Because all Zimbabwean participants with completed subtyping (n=96) are subtype C, we assumed that all the remaining 80 Zimbabwean participants also had subtype C HIV infections. Additionally, 3 Ugandan participants with subtype C infections and 5 Ugandan participants with missing subtype information were excluded from multivariate modeling.

Data analyses were conducted using SAS version 9.2 (SAS Institute Inc., Cary, NC, USA).

Results

From a total of 333 seroconverters in the HC-HIV Study (213 seroconverters) and a follow-on serosurveillance phase (120 seroconverters), 306 women joined the GS Study. Three study participants did not contribute sufficient follow-up time and were excluded from this analysis. Of the remaining 303 participants, 127 (42%) were Ugandan and 176 (58%) were from Zimbabwe. Women were retained for 95% of their expected follow-up time in the study (Uganda 94%, Zimbabwe 96%).
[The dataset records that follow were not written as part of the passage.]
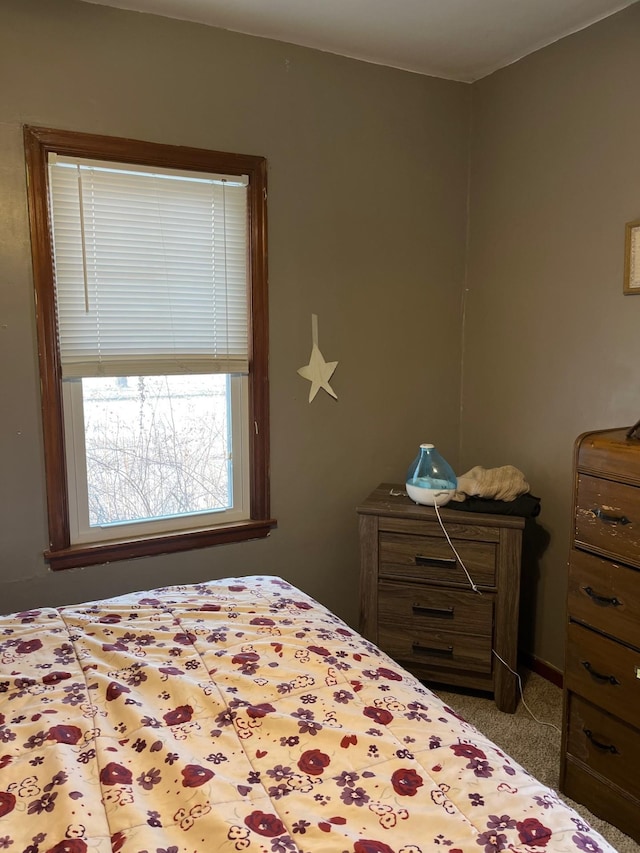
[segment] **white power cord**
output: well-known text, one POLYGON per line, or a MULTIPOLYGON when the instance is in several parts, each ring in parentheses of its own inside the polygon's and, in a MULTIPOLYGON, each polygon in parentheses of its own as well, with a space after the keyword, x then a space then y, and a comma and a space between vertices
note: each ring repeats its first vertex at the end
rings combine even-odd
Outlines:
MULTIPOLYGON (((442 494, 445 494, 445 495, 446 495, 446 494, 447 494, 447 492, 443 492, 442 494)), ((440 527, 442 528, 442 532, 443 532, 443 533, 444 533, 444 535, 446 536, 447 542, 449 543, 449 547, 451 548, 451 550, 453 551, 453 553, 456 555, 456 559, 458 560, 458 562, 459 562, 459 563, 460 563, 460 565, 462 566, 462 569, 463 569, 463 571, 464 571, 465 575, 467 576, 467 580, 469 581, 469 584, 471 585, 471 589, 472 589, 474 592, 477 592, 477 593, 478 593, 478 595, 482 595, 482 592, 478 589, 478 587, 477 587, 477 586, 476 586, 476 584, 474 583, 473 578, 471 577, 471 575, 470 575, 470 574, 469 574, 469 572, 467 571, 467 567, 466 567, 466 566, 465 566, 465 564, 462 562, 462 557, 461 557, 461 556, 460 556, 460 554, 458 554, 458 552, 456 551, 456 549, 455 549, 455 545, 454 545, 454 544, 453 544, 453 542, 451 541, 451 537, 450 537, 450 536, 449 536, 449 534, 447 533, 447 530, 446 530, 446 528, 445 528, 444 524, 442 523, 442 519, 440 518, 440 510, 438 509, 438 495, 436 495, 436 496, 435 496, 435 501, 434 501, 434 504, 433 504, 433 508, 434 508, 434 509, 435 509, 435 511, 436 511, 436 516, 437 516, 437 518, 438 518, 438 521, 440 522, 440 527)))
POLYGON ((519 672, 516 672, 516 671, 515 671, 515 669, 511 669, 511 667, 509 666, 509 664, 508 664, 505 660, 503 660, 503 659, 500 657, 500 655, 498 654, 498 652, 497 652, 495 649, 491 649, 491 651, 492 651, 492 652, 493 652, 493 654, 498 658, 498 660, 500 661, 500 663, 504 664, 504 665, 507 667, 507 669, 509 670, 509 672, 512 672, 512 673, 515 675, 515 677, 518 679, 518 688, 519 688, 519 690, 520 690, 520 699, 522 700, 522 704, 523 704, 523 706, 526 708, 526 710, 529 712, 530 716, 531 716, 531 717, 533 717, 533 719, 536 721, 536 723, 540 723, 540 725, 541 725, 541 726, 549 726, 549 728, 551 728, 551 729, 555 729, 555 730, 558 732, 558 734, 562 734, 562 732, 561 732, 561 731, 560 731, 560 729, 555 725, 555 723, 547 723, 545 720, 539 720, 539 719, 536 717, 536 715, 533 713, 533 711, 531 710, 531 708, 530 708, 530 707, 527 705, 527 703, 524 701, 524 690, 522 689, 522 679, 520 678, 520 673, 519 673, 519 672))
MULTIPOLYGON (((446 492, 445 492, 444 494, 446 494, 446 492)), ((462 567, 462 569, 463 569, 463 571, 464 571, 465 575, 467 576, 467 580, 469 581, 469 584, 470 584, 470 586, 471 586, 471 589, 472 589, 474 592, 477 592, 477 593, 478 593, 478 595, 482 595, 481 590, 479 590, 479 589, 478 589, 478 587, 476 586, 476 584, 475 584, 475 582, 474 582, 473 578, 471 577, 471 575, 470 575, 470 574, 469 574, 469 572, 467 571, 467 567, 465 566, 464 562, 462 561, 462 557, 460 556, 460 554, 458 554, 458 552, 456 551, 456 548, 455 548, 455 546, 454 546, 453 542, 451 541, 451 537, 449 536, 449 533, 447 532, 447 529, 446 529, 446 528, 445 528, 445 526, 444 526, 444 523, 443 523, 443 521, 442 521, 442 518, 440 517, 440 510, 438 509, 438 503, 437 503, 437 500, 438 500, 438 495, 436 494, 436 496, 435 496, 435 501, 434 501, 434 504, 433 504, 433 508, 434 508, 434 509, 435 509, 435 511, 436 511, 436 517, 437 517, 437 519, 438 519, 438 522, 440 523, 440 527, 442 528, 442 532, 444 533, 444 535, 445 535, 445 537, 446 537, 446 540, 447 540, 447 542, 449 543, 449 547, 451 548, 451 550, 453 551, 453 553, 456 555, 456 559, 457 559, 457 560, 458 560, 458 562, 460 563, 460 566, 462 567)), ((528 713, 529 713, 529 715, 532 717, 532 719, 534 719, 534 720, 536 721, 536 723, 539 723, 541 726, 549 726, 549 728, 555 729, 555 730, 558 732, 558 734, 562 734, 562 732, 560 731, 560 729, 559 729, 559 728, 558 728, 554 723, 548 723, 548 722, 546 722, 545 720, 539 720, 539 719, 536 717, 536 715, 533 713, 533 711, 531 710, 531 708, 530 708, 530 707, 527 705, 527 703, 525 702, 525 699, 524 699, 524 690, 523 690, 523 687, 522 687, 522 679, 520 678, 520 673, 516 672, 514 669, 511 669, 511 667, 509 666, 509 664, 508 664, 508 663, 507 663, 503 658, 501 658, 501 657, 500 657, 500 655, 498 654, 498 652, 497 652, 495 649, 493 649, 493 648, 492 648, 492 649, 491 649, 491 651, 492 651, 492 653, 493 653, 493 654, 498 658, 498 660, 500 661, 500 663, 501 663, 501 664, 503 664, 504 666, 506 666, 506 668, 509 670, 509 672, 513 673, 513 675, 515 675, 515 677, 518 679, 518 689, 519 689, 519 691, 520 691, 520 699, 521 699, 521 701, 522 701, 522 704, 523 704, 524 708, 527 710, 527 712, 528 712, 528 713)))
Participant Characteristics at Time of HIV Seroconversion

At the HIV seroconversion visit the median age and education was 26 and 10 years, respectively (Table 1). Almost two-thirds of women used hormonal contraception including DMPA (36%) and OCs (27%). Only 7% of women were currently pregnant and 11% were breastfeeding. Few women reported multiple partners (6%) or commercial sex (1%). Only 29% of women at HIV seroconversion reported either consistent condom use or not having sex in the previous three months. RTI prevalence was high including 18 women (6%) with chlamydia, 30 women (10%) with gonorrhea, 16 women (6%) with trichomoniasis, 80 women (27%) with bacterial vaginosis and 244 women (82%) infected with herpes simplex virus-2 (HSV-2). Subtype C HIV infection was most common (59%) while 28% of women had subtype A and 11% had subtype D infections.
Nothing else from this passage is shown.